Un perroquet rose. Un perroquet bleu. Deux peluches en crochet, créés des mains de Maëlle, qui l’ont accompagnée dans ses moments les plus difficiles. Elle les a appelés « Les Chuchoteurs ». Lorsqu’elle entre à l’hôpital, elle emporte l’un d’eux avec elle. Sa mère garde le deuxième, qu’elle amène dans différents endroits et prend en photo, comme le nain d’Amélie Poulain. Une façon de chuchoter à Maëlle qu’elle n’est pas seule.

Compte Instagram @les_chuchoteurs_ de Maëlle et et de sa mère Morgane
Car derrière ces peluches, se cache une descente aux enfers : une plongée dans une spirale infernale de contenus banalisant l’automutilation et le suicide ; des contenus qui aggravent le mal-être de Maëlle. Victime de harcèlement à l’école, la jeune fille traversait une période difficile. Son mal être s’est vu amplifié par les contenus recommandés par la plateforme.
« Au début, j’avais des vidéos de musiques »

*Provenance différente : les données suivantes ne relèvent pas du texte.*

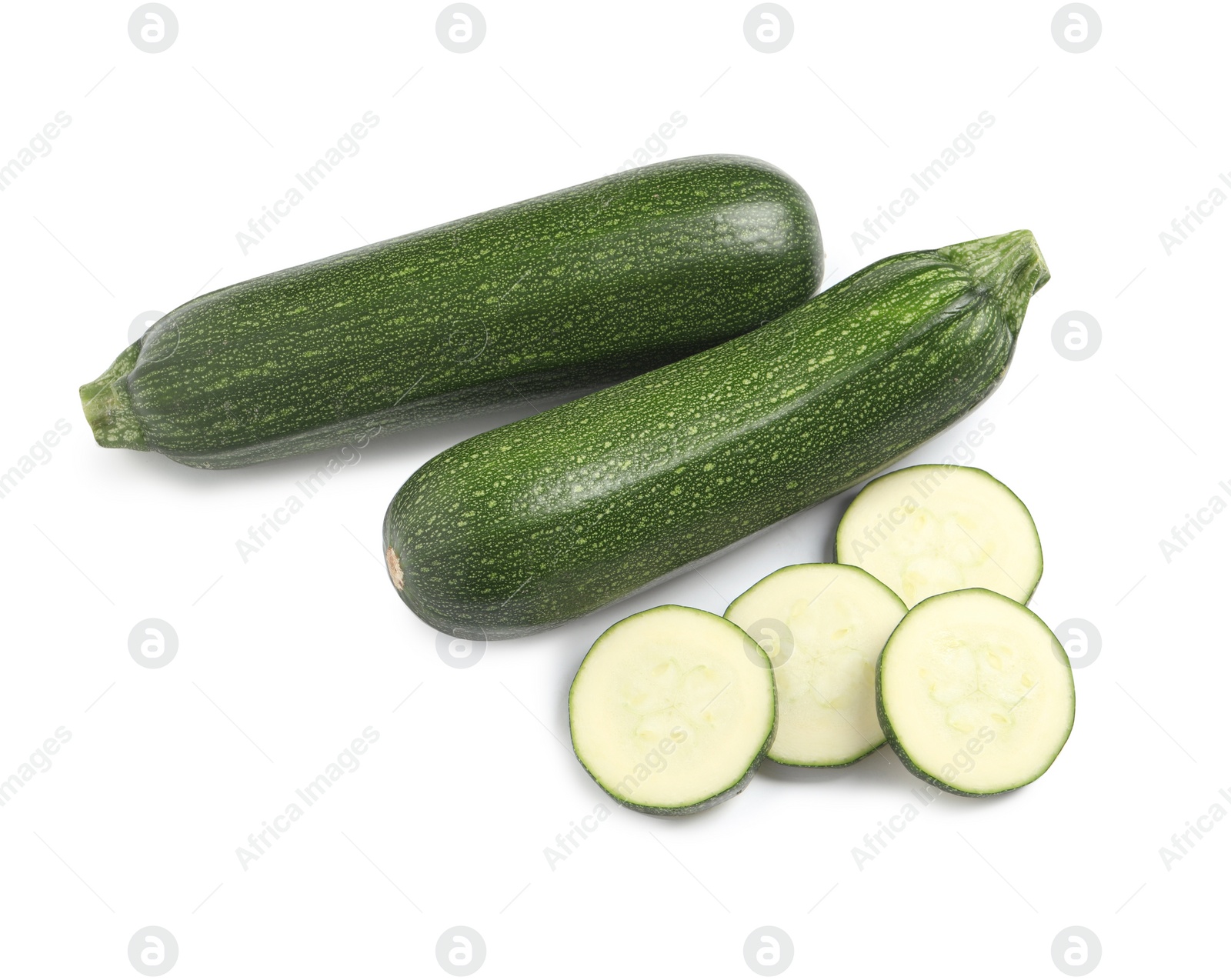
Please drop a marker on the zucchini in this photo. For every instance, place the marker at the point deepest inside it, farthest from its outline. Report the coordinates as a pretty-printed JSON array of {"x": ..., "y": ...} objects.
[
  {"x": 822, "y": 628},
  {"x": 937, "y": 528},
  {"x": 558, "y": 295},
  {"x": 974, "y": 692},
  {"x": 672, "y": 711},
  {"x": 533, "y": 524}
]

Maëlle utilise TikTok pour la première fois en 2021. Une amie est chez elle pendant les vacances scolaires, elles passent du temps sur la plateforme. « Installe TikTok ! » lui demande son amie, enthousiaste, pour qu’elles puissent continuer à s’envoyer des vidéos. « Je ne voulais pas au début » raconte Maëlle. « J’avais déjà eu écho que c’était énergivore et chronophage, mais j’ai cédé et j’ai installé l’application » Au début, les vidéos qui lui sont proposées par Tiktok correspondent aux images qu’on se fait de l’application. « J’avais surtout des vidéos de musiques et loisirs créatifs en lien avec le crochet ».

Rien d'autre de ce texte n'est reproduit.